醫王霊山 温泉寺 一頁
温泉寺(おんせんじ)
下呂温泉は昔、東の方湯ヶ峰の山頂近くに湧いていました。温泉は、万病を治し、下呂の人々はもとより、多くの遠方の人々にも親しまれておりました。ところが文永2年(1265年)温泉の湧出が突然止まってしまい、人々は大変嘆きました。
そして、翌年のこと。毎日益田川の河原に舞い下る一羽の白鷺がいることに村人が気づきました。不思議に思って、その場所に行ってみると、そこには温泉が湧いています。白鷺は、村人にその地を教えると空高く舞い上がり、中根山の中腹の松にとまりました。村人がその松の下に行ってみると、光輝く薬師如来が鎮座していたそうです。白鷺は、薬師如来の化身で、村人達に再び温泉を授けたと言い伝えられています。
温泉寺には、この薬師如来がまつられており、下呂の街と温泉を見守っています。
下呂温泉の発見=延喜年間(901~923)
温泉寺建立=寛文11年(1671)
醫王霊山 温泉寺(いおうれいざん おんせんじ)
宗派 / 臨済宗妙心寺派
御本尊 / 薬師如来
建立 / 寛文11年(西暦1671年)
- 中部四十九薬師霊場 第三十七番札所
- 下呂温泉周遊七福神 寿老人
寺名碑・山門前石段
山門まで真っ直ぐに伸びる173段の石段。
駐車場が境内の裏手(山手)と階段の中腹あたりにありますので、石段の上り下りが不安な方はそちらを利用させて頂きましょう。
石段の左手に「湯薬師霊山 温泉寺」の寺名碑。
その後ろに「子守り地蔵尊」。
子守り地蔵尊
昔、飛騨川の氾濫で濁流に飲まれ亡くなったお婆さんと幼い子どもの菩提を弔うために、村人達が建立したと伝わっています。
山門
石段を上り切りました。
山門に山号の「醫王霊山」の扁額が掛けられています。
山門のすぐ脇にとても素敵な「ご参拝案内」が置かれていました。
鐘楼
山門の隣に鐘楼。
石段173段は伊達ではない景色。
七福神(寿老人)
山門の真正面、これは書庫の玄関でしょうか。
下呂温泉周遊七福神の寿老人が祀られています。
手水舎
右手、本堂の方へ進むと手水舎。
周囲には五重石塔や室町時代の禅僧、歌人の万里集九の詩文碑などがあります。
本堂
本堂の正面。
左手に湯掛薬師、右手に旧飛騨屋邸地蔵堂。
湯掛薬師
湯薬師如来尊像の下からは霊湯が湧き出しています。
「下呂の源泉を痛い部分にかけてお参り下さい。
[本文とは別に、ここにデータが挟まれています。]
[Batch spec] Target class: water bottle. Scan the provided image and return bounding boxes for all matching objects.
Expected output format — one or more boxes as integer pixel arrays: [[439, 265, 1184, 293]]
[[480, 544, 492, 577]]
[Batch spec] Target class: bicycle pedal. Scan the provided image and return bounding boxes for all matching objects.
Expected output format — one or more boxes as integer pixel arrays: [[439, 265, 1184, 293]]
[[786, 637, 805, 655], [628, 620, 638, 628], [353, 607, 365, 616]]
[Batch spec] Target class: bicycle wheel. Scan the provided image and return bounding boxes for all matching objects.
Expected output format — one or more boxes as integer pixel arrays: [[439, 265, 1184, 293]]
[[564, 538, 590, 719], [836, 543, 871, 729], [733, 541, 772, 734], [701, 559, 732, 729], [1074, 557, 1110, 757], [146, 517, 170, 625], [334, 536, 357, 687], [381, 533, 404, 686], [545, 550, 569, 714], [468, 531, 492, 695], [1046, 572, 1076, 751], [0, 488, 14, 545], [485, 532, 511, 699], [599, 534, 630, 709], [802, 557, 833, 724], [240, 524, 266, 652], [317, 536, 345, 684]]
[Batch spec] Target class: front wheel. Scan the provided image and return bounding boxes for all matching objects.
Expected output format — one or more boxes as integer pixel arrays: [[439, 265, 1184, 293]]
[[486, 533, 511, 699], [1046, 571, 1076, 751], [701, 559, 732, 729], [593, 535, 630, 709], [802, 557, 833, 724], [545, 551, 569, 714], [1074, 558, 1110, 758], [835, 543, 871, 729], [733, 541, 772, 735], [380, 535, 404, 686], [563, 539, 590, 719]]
」
史跡 旧飛騨屋邸地蔵堂
史跡~旧飛騨屋邸地蔵堂(文政4年)
飛騨屋は元禄期より北海道にて松前藩のもとアイヌやロシアと交易し、北前船などで材木や魚介類を本州に輸送した江戸時代の大財閥。
この檜皮葺の地蔵堂は、飛騨屋久兵衛4代目益郷が下呂本店屋敷内に約200年前に建立したもので、現存する唯一の遺構。